2. Identify your objective

When is the last time you thought about your life goals? As school and college students, we tended to grapple with these big questions frequently: What am I passionate about? What do I want to be? What do I want to achieve? What kind of life do I envision for myself? Then, somewhere along the way, the business of living took over – and with it, for many of us, came the preoccupation with optionality.

When you know where you want to go, you can strike out straight towards your destination, taking the most direct route possible – instead of getting caught up in detours that give you yet another set of unnecessary future choices and distract you from your desired outcome. So, take the time to really think about and identify your big-picture objectives – be it shaping your career in a way that lets you focus on your true passion, or being financially secure enough to fulfil other dreams. With this clarity, you can dispense with the backup tactics and go full-steam ahead towards your objective.

3. Embrace risk

In the end, we regret not taking more risks – this is a life lesson you can find in studies and conversations with elderly people around the world. So, what holds you back from making risky choices, even if they can take you closer to your most cherished goal? The apprehension of things going wrong, of course. In reality, however, the fear of taking a risk far outweighs any regret you might later face if things don’t work out. Because even if the risk doesn’t pay off quite as planned, we naturally reframe that event as a learning experience and move forward easily.

As human beings, we seldom look back and dwell negatively on the path we took – it’s the path we didn’t explore that tends to bother us. In his article, The Risk Not Taken, entrepreneur Andy Dunn puts it perfectly:

The risk is not in doing something that feels risky. The risk is in not doing something that feels risky.

4. Aim for alpha

Mihir Desai talks about how the emphasis on optionality obstructs the pursuit of “alpha”, which he considers the most important life lesson from the world of finance. Alpha – “the macho finance shorthand for an exemplary life…. is finance nirvana” – the excess return earned on an investment, beyond the benchmark index. According to him, this alpha can be a roadmap to a more purposeful professional life, beyond simply gathering qualifications and opening more doors for yourself. But it is hard to attain without “hard work and a disciplined dedication to a core set of beliefs”, something that optionality by its very nature counters. He sums it up aptly:

Ultimately, finding a pursuit that can sustain that illusion of alpha is all we can ask for in a life’s work. So, give up on optionality and lottery tickets and go for alpha. Our elite graduates need to understand that they’ve already been winners in the lottery of life—and they certainly don’t need any more safety nets.

To conclude, it’s good to create options and explore possibilities – but not when this becomes a way of life rather than a strategy for achieving your objectives. Whether at work or in your personal life, optionality for its own sake traps you in endless limbo.To develop a more intentional and decision-oriented mindset, it is crucial to get comfortable with some amount of failure and risk, as well as to be more proactive about identifying your long-term goals.

As always, I look forward to your thoughts.

Comments

  • Rameshwar says:

    Great post!

    Options, as you have rightly mentioned, are part of the safety net toolkit.

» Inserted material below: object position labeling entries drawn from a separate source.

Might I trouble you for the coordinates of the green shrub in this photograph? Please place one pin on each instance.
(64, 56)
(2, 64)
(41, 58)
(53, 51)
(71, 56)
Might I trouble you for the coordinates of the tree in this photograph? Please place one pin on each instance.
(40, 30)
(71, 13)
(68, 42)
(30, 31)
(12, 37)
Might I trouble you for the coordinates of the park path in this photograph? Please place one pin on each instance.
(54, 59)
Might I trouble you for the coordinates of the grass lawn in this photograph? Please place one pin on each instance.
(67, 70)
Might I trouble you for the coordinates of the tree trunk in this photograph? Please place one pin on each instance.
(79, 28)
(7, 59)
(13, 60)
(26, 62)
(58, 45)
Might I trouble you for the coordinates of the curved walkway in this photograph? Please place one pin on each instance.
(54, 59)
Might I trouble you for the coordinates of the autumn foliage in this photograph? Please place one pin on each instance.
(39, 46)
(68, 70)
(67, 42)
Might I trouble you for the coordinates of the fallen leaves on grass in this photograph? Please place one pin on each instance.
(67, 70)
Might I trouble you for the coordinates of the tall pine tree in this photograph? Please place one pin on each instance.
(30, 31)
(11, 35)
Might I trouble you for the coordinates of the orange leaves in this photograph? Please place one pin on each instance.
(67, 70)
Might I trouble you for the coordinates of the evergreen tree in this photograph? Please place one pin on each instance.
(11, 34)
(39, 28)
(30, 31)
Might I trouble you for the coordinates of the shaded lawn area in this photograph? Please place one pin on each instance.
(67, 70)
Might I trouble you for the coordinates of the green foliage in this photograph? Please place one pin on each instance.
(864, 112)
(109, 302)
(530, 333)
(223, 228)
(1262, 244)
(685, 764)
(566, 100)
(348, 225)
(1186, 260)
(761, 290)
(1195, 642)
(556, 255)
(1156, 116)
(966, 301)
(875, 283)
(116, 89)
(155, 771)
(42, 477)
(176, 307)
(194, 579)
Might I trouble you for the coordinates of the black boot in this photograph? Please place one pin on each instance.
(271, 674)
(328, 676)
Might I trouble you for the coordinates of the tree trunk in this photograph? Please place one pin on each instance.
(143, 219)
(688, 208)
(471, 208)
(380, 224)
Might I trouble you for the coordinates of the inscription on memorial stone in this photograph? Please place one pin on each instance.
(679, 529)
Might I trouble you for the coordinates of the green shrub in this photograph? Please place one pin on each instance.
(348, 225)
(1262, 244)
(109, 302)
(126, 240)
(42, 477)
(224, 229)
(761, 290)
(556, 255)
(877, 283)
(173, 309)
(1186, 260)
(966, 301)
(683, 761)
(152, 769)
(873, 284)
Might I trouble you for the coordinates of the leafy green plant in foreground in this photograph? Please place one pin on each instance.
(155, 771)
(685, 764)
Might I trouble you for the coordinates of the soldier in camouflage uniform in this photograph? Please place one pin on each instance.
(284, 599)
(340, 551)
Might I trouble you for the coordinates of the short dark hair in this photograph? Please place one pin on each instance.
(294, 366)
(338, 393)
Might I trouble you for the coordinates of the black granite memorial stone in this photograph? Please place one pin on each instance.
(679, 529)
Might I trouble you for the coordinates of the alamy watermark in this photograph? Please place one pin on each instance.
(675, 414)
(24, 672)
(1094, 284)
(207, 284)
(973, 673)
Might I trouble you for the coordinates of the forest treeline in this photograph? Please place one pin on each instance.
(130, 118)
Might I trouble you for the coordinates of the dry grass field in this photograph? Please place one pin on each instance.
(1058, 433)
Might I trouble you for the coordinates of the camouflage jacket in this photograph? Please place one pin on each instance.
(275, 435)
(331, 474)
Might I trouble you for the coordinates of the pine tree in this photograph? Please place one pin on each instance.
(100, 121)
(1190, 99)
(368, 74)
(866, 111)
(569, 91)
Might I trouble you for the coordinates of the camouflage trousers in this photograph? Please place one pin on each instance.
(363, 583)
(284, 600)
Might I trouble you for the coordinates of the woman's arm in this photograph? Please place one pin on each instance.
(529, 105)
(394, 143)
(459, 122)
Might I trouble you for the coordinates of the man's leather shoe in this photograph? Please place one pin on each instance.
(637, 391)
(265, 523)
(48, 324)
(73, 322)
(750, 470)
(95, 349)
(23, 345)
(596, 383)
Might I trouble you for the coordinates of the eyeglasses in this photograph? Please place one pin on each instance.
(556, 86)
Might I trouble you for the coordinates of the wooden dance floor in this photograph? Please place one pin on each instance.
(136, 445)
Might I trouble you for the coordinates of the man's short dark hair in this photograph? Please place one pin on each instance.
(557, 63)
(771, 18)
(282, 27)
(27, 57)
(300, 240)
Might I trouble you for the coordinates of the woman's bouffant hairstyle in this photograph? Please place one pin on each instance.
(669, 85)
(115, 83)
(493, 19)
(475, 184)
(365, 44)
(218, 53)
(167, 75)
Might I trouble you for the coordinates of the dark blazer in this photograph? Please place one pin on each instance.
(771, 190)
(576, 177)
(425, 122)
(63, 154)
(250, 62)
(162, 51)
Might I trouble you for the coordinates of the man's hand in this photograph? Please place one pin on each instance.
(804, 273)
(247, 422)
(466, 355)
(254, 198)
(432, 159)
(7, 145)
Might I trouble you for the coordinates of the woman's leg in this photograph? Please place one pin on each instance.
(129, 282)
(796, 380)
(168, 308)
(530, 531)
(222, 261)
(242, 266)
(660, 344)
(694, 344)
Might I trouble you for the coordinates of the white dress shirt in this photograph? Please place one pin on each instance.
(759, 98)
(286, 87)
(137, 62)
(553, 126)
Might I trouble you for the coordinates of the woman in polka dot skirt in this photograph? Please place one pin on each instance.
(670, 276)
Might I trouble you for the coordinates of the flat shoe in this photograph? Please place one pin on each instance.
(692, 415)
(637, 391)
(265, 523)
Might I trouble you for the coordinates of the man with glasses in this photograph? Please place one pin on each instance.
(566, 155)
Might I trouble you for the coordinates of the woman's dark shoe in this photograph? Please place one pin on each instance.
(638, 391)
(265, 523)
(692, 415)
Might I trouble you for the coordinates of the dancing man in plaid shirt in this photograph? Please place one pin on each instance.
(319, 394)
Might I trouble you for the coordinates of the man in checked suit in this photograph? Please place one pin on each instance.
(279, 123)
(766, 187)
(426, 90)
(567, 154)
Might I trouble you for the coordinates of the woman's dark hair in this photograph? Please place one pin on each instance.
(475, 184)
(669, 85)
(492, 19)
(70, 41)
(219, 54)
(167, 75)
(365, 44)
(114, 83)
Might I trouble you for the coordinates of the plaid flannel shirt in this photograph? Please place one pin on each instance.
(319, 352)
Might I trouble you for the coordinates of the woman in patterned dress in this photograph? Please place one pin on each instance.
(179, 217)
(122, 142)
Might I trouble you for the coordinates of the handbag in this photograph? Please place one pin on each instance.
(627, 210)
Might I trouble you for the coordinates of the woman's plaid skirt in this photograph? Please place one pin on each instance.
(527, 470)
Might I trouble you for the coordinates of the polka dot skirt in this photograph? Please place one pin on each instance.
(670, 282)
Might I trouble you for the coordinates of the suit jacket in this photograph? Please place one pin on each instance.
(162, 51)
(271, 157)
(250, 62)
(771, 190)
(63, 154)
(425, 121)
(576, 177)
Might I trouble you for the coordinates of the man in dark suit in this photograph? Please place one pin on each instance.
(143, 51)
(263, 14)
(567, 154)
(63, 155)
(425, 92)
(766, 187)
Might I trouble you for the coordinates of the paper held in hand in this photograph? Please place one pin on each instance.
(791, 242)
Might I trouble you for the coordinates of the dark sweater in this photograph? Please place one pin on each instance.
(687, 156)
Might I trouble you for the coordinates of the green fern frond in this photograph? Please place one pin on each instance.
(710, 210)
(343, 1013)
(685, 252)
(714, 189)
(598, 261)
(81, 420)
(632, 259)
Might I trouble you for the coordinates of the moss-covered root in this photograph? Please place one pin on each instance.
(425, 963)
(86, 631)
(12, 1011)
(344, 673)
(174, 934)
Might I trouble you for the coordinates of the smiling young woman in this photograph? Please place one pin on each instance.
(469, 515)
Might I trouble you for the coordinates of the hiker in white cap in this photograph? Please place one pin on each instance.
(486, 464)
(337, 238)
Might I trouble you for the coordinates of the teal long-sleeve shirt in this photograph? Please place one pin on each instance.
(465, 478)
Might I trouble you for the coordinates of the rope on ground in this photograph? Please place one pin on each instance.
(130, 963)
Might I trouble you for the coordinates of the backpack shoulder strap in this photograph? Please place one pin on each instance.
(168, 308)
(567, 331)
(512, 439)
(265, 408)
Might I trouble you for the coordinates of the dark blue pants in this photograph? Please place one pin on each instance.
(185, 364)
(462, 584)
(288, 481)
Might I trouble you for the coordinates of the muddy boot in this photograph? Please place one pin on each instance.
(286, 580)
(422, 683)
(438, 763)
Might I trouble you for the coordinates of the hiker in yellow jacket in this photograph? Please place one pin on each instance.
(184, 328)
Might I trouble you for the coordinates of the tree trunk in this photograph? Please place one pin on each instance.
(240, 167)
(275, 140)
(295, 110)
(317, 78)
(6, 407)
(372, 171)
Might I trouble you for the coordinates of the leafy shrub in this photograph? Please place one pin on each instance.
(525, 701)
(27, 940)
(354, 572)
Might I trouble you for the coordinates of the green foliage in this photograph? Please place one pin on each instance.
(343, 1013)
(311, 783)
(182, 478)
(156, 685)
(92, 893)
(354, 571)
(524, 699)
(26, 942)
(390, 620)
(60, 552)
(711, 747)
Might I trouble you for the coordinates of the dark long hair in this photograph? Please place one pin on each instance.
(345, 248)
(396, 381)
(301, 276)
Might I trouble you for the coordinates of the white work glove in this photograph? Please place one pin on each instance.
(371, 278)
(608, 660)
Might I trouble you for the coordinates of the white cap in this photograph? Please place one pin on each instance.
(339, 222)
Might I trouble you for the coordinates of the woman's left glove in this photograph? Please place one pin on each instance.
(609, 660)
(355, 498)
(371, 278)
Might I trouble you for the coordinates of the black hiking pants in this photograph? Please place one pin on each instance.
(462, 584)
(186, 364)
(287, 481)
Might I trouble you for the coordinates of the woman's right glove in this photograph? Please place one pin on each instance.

At the same time, I am sure all of us understand that getting a laser focus helps in our progress. The real challenge is identifying the path that bridges the two. The 4 suggestions that you have provided are in a way a roadmap. It will be nice if you could walk through with an illustration.

  • Vivek Jalan says:

    Dear Vivek,

    I do follow your blogs every once in a while and this is yet another brilliant piece. Look forward to the next one.

    Best,
    Vivek Jalan

  • Very well written, especially when you related it with the options in personal life.